- Born: July 6, 1956 Cambridge, MA
- Scientific career
- Thesis: Pressure-temperature-time constraints of metamorphism and tectonism in the Tauern Window, Eastern Alps (1985)
- Doctoral advisor: Frank Spear

= Jane Selverstone =

Geologist

Jane Selverstone is a geologist known for her research into tectonic processes, especially as they apply to the Eastern Alps.

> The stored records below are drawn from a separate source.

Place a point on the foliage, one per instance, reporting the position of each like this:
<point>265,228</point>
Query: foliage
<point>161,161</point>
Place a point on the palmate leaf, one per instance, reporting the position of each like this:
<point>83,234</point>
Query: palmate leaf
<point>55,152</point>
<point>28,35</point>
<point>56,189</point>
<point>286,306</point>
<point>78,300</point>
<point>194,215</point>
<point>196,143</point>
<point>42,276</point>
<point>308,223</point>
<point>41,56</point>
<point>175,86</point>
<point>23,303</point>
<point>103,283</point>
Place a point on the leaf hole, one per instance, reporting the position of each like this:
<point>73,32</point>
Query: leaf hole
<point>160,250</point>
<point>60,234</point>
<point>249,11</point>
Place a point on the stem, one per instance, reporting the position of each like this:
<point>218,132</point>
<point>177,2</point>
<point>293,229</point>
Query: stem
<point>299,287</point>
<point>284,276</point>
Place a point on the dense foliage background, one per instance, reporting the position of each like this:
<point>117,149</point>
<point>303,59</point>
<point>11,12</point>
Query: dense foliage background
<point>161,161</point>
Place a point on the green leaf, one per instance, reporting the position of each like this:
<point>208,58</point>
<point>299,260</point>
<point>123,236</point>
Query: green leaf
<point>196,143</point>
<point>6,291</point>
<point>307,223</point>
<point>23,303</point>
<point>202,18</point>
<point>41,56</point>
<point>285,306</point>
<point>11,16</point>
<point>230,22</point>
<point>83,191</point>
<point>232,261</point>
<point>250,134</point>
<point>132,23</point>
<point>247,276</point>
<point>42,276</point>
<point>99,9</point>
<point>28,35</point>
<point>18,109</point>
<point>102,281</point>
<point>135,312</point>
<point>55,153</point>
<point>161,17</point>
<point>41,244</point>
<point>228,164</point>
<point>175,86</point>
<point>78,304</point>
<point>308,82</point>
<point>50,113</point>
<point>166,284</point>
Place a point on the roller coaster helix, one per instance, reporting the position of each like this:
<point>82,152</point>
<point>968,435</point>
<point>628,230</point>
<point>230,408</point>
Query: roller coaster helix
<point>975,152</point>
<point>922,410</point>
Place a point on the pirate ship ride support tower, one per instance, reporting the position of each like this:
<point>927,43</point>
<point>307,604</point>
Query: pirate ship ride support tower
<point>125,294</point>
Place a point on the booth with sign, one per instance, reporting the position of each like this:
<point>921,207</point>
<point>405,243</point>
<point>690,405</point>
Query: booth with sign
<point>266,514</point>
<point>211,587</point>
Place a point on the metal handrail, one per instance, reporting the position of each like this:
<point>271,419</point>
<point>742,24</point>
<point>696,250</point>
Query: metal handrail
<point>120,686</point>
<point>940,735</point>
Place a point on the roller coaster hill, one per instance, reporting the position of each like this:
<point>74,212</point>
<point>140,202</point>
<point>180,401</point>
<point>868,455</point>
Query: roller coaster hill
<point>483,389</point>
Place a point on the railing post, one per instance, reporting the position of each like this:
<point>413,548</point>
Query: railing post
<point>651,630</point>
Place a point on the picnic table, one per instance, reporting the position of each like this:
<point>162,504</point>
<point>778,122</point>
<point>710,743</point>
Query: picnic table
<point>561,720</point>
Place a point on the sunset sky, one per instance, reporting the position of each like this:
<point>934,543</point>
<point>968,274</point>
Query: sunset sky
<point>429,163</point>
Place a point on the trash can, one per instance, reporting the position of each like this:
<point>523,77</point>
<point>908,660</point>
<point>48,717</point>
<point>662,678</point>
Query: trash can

== Education and career ==

Selverstone has a B.A. in geology from Princeton University (1978), an M.S. in geology from University of Colorado in Boulder (1981), and a Ph.D. from Massachusetts Institute of Technology (1985). Following her Ph.D. Selverstone worked at Harvard University (1986-1992) and then the University of Colorado at Boulder (1992-1995) before accepting a position at the University of New Mexico in 1995. In 2000, Selverstone was promoted to professor and she transitioned to research professor in 2010.

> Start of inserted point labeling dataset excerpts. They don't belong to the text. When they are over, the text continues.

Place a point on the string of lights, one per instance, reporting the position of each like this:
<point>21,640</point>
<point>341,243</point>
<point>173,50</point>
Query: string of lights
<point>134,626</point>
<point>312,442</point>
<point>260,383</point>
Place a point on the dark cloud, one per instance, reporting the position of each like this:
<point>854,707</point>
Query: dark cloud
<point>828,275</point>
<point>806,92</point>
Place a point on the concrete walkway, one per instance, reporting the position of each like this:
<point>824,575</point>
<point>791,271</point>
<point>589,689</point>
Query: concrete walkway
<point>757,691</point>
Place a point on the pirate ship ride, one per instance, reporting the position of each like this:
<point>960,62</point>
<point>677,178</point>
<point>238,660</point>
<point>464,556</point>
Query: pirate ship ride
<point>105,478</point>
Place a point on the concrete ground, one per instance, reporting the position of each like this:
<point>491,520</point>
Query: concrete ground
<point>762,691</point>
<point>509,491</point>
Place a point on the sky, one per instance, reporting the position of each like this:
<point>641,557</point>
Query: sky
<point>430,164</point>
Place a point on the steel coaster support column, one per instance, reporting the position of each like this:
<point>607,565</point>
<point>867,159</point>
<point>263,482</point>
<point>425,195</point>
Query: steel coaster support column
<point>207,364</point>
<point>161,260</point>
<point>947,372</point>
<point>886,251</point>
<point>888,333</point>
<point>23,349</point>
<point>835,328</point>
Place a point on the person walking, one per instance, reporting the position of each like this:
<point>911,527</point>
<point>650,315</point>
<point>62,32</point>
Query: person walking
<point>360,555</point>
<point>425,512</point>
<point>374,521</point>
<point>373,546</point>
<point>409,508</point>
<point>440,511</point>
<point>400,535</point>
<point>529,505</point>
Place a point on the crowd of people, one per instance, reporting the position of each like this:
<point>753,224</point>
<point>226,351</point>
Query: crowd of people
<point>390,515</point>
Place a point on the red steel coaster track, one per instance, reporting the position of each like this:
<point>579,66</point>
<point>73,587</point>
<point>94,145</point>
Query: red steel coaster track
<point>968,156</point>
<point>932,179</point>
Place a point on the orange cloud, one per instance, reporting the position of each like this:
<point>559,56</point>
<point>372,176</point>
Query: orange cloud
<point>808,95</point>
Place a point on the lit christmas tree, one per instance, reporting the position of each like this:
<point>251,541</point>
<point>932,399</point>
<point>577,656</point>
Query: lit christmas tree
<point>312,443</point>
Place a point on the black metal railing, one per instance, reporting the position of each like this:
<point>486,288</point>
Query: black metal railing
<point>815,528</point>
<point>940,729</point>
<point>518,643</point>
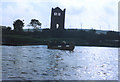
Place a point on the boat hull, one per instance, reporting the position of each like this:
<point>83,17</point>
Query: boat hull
<point>67,47</point>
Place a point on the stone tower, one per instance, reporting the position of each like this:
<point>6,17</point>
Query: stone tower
<point>57,19</point>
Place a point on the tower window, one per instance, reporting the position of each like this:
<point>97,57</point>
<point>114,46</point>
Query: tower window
<point>59,14</point>
<point>57,26</point>
<point>55,14</point>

In 2012, Selverstone was elected a fellow of the American Geophysical Union and the citation read:

For elucidating the relationships among metamorphism, fluid composition and flow, and the mechanisms of deformation in the crust.

== Research ==
She has published the finding of her research in metamorphic petrology, tectonics, geochemistry and geology in geographical journals and other peer publications hence cited with an H-index of 44 with 6096 citations and has thus published research findings in over 73 peer-reviewed journal geographical publications

Selverstone's research examines the interactions between water and rocks and changes in rocks that occur in the subsurface. Much of her research centered on the Eastern Alps (e.g.,) where her research examines the processes that lead to the formation and breakdown of new mountains, or their orogenesis. Selverstone has also used stable isotopes of chlorine to examine small-scale fluid-rock interactions. In 2010, Selverstone and colleagues discovered diamonds in the Italian Alps which were the first diamonds from an oceanic source found in the area. The geochemistry of the diamonds indicated that carbon release from the rocks was through dissolution and therefore could be a mechanism to transfer carbon from the mantle to the atmosphere.

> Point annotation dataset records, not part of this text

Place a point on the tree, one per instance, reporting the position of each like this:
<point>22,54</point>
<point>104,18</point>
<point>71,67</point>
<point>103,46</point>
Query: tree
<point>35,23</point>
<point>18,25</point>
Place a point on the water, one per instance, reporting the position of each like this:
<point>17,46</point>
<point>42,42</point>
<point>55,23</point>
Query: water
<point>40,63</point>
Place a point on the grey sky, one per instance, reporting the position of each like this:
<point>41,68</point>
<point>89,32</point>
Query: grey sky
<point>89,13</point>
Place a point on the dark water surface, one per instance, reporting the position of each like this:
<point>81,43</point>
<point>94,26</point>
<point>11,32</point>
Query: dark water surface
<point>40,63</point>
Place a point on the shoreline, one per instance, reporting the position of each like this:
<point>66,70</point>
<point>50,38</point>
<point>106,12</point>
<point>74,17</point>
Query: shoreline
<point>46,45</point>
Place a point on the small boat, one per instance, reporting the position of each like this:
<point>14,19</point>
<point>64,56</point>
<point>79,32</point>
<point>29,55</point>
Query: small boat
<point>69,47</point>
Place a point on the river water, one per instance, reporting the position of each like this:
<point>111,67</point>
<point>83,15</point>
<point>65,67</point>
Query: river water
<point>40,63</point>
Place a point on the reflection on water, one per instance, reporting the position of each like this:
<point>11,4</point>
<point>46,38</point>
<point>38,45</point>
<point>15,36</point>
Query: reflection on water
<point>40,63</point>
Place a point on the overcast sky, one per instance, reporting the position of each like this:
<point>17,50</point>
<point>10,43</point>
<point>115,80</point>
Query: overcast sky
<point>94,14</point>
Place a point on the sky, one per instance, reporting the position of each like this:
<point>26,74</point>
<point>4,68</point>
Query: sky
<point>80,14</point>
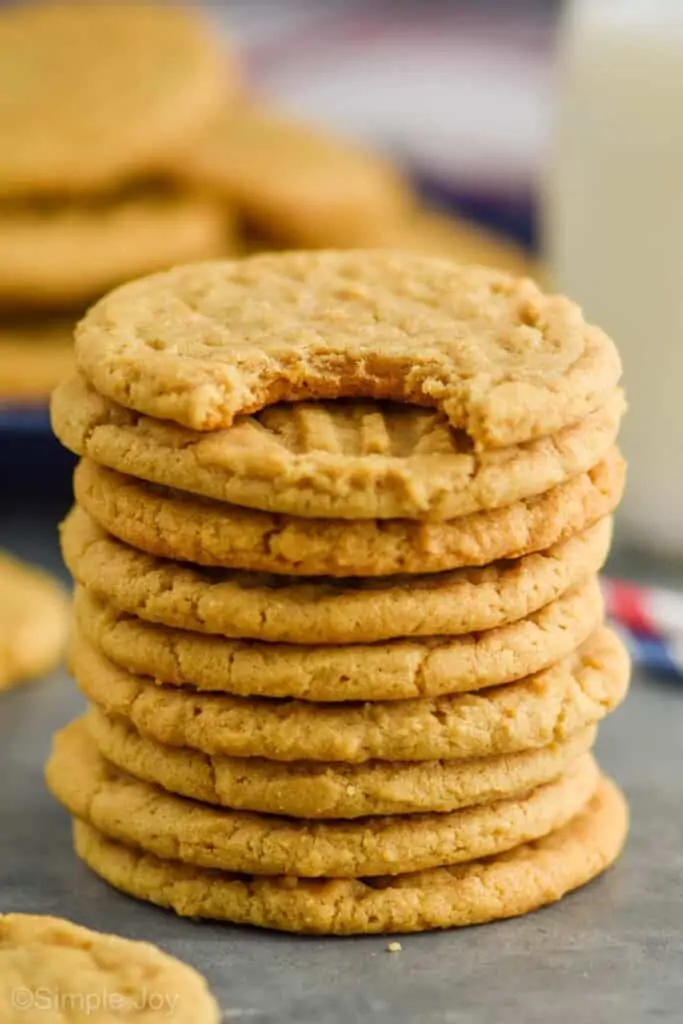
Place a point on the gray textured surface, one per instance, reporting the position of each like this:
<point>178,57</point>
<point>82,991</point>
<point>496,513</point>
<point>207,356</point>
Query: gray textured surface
<point>611,952</point>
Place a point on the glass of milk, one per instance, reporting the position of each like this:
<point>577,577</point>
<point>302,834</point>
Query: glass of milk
<point>613,230</point>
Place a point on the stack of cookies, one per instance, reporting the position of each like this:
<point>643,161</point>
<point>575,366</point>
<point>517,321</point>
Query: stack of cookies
<point>129,146</point>
<point>338,526</point>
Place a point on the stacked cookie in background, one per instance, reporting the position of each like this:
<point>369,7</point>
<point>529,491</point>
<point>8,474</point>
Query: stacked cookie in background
<point>130,144</point>
<point>97,98</point>
<point>338,526</point>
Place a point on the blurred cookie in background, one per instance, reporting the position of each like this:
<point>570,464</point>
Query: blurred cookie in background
<point>33,622</point>
<point>96,93</point>
<point>291,182</point>
<point>35,356</point>
<point>437,233</point>
<point>63,253</point>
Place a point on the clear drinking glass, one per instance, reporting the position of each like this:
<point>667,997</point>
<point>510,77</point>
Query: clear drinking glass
<point>613,230</point>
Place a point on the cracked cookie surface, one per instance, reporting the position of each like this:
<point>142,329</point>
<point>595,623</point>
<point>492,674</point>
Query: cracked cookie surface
<point>204,343</point>
<point>344,459</point>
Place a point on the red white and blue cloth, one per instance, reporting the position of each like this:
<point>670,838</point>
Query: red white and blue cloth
<point>650,620</point>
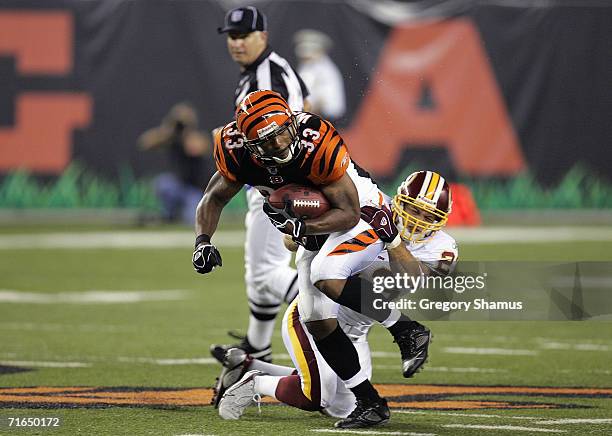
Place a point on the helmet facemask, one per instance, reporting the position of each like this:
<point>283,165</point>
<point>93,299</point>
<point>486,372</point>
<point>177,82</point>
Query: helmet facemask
<point>421,206</point>
<point>257,149</point>
<point>414,228</point>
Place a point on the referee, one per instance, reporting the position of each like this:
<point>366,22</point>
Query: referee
<point>269,278</point>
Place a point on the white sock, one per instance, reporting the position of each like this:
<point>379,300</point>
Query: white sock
<point>270,368</point>
<point>282,282</point>
<point>266,385</point>
<point>259,333</point>
<point>392,319</point>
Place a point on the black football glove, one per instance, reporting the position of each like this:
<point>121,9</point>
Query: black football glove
<point>311,242</point>
<point>284,220</point>
<point>206,257</point>
<point>381,220</point>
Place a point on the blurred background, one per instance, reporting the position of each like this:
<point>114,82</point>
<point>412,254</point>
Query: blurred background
<point>511,100</point>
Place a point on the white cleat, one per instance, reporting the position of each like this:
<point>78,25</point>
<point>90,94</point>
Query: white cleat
<point>235,364</point>
<point>239,396</point>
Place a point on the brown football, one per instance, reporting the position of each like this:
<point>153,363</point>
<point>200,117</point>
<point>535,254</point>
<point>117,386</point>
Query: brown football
<point>306,202</point>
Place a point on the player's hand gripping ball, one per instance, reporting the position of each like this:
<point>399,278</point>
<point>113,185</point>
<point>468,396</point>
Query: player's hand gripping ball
<point>304,202</point>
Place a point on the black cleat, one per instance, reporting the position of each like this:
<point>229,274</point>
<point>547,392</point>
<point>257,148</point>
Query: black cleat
<point>368,413</point>
<point>218,350</point>
<point>413,344</point>
<point>235,364</point>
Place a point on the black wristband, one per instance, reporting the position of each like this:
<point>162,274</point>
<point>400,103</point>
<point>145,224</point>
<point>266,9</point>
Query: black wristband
<point>202,238</point>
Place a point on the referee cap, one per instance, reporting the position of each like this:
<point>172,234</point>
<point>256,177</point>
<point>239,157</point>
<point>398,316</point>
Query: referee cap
<point>244,20</point>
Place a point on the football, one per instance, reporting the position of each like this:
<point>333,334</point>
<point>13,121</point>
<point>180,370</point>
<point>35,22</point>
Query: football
<point>306,202</point>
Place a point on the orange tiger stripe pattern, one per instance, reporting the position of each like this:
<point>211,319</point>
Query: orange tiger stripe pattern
<point>220,156</point>
<point>331,156</point>
<point>358,243</point>
<point>260,113</point>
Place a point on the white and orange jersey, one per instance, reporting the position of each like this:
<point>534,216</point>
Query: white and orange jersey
<point>439,253</point>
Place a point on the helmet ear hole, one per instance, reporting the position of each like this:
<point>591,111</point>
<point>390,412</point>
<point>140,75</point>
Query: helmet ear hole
<point>261,116</point>
<point>423,202</point>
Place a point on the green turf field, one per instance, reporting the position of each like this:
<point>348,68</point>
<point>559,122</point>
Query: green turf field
<point>142,366</point>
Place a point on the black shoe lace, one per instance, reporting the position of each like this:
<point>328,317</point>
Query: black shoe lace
<point>407,344</point>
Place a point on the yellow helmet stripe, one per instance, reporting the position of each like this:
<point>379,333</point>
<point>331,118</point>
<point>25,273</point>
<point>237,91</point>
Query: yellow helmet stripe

=== Selected publications ===
- Selverstone, J. (1984). "High-Pressure Metamorphism in the SW Tauern Window, Austria: P-T Paths from Hornblende-Kyanite-Staurolite Schists"
- Selverstone, Jane (1985). "Petrologic constraints on imbrication, metamorphism, and uplift in the SW Tauern Window, eastern Alps"
- Selverstone, Jane (1988). "Evidence for east-west crustal extension in the Eastern Alps: Implications for the unroofing history of the Tauern window"
- Frezzotti, Maria-Luce (2014). "Diamond formation by carbon saturation in C–O–H fluids during cold subduction of oceanic lithosphere"

== Awards and honors ==
- Distinguished Lecturer, Mineralogical Society of America (1992-1993)
- Fellow, Mineralogical Society of America (1994)
- Fellow, Geological Society of America (2003)
- IMPACT! Award, New Mexico Network for Women in Science and Engineering (2011)
- Fellow, American Geophysical Union (2012)
- Reginald Daly Lecturer, American Geophysical Union (2014)

== Personal life==
Selverstone is married to the meteorologist David Gutzler and they have two children. In 2006 Selverstone and Gutzler discussed their path through different research institutions as a dual-career couple. Selverstone is also a photographer primarily interested in black and white images.